That's one way of thinking about it. Another way is that he took the coward's way out, using resignation to avoid dealing with the consequences of losing the most idiotic political gamble ever made by a UK politician. Now some other sap is going to have to invoke Article 50 and face all the hard work of dealing with the consequences. Which may very well include ending the United Kingdom itself.
Speaking as an american who who knows absolutely nothing about the UK legal process, does that other sap actually have to invoke article 50, or is that just one of the many options said sap has when forming their government?
The thing about a democratic process... is that you're kind of obligated to go with how votes turn out. Brexit passed by a pretty sizable margin, so... yes it's going to happen. And the EU want it to happen soon.

Actually pretty small margin overall. Also what Orfamy quest said earlier.
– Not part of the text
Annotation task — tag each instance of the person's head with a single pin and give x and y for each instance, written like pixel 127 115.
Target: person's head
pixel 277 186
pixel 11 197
Drahliana Moonrunner wrote:
Orfamay Quest wrote:
Cameron actually did the best and most statesmanlike things he could under the circumstances. He fell on his sword, removing himself from the debate about the future. He offered himself as a sacrifice that might satisfy the lust of some of his backbenchers for blood. He resigned on a very long time scale, which grants time for everyone involved to come up with a plan, "knowing" that no decisions are likely to be taken until October.
That's one way of thinking about it. Another way is that he took the coward's way out, using resignation to avoid dealing with the consequences of losing the most idiotic political gamble ever made by a UK politician. Now some other sap is going to have to invoke Article 50 and face all the hard work of dealing with the consequences. Which may very well include ending the United Kingdom itself.

It could also have been a protest resignation. Sort of a "It's my job to do what's best for the nation, and to follow the will of the voters. I can't do both of those now." kind of thing.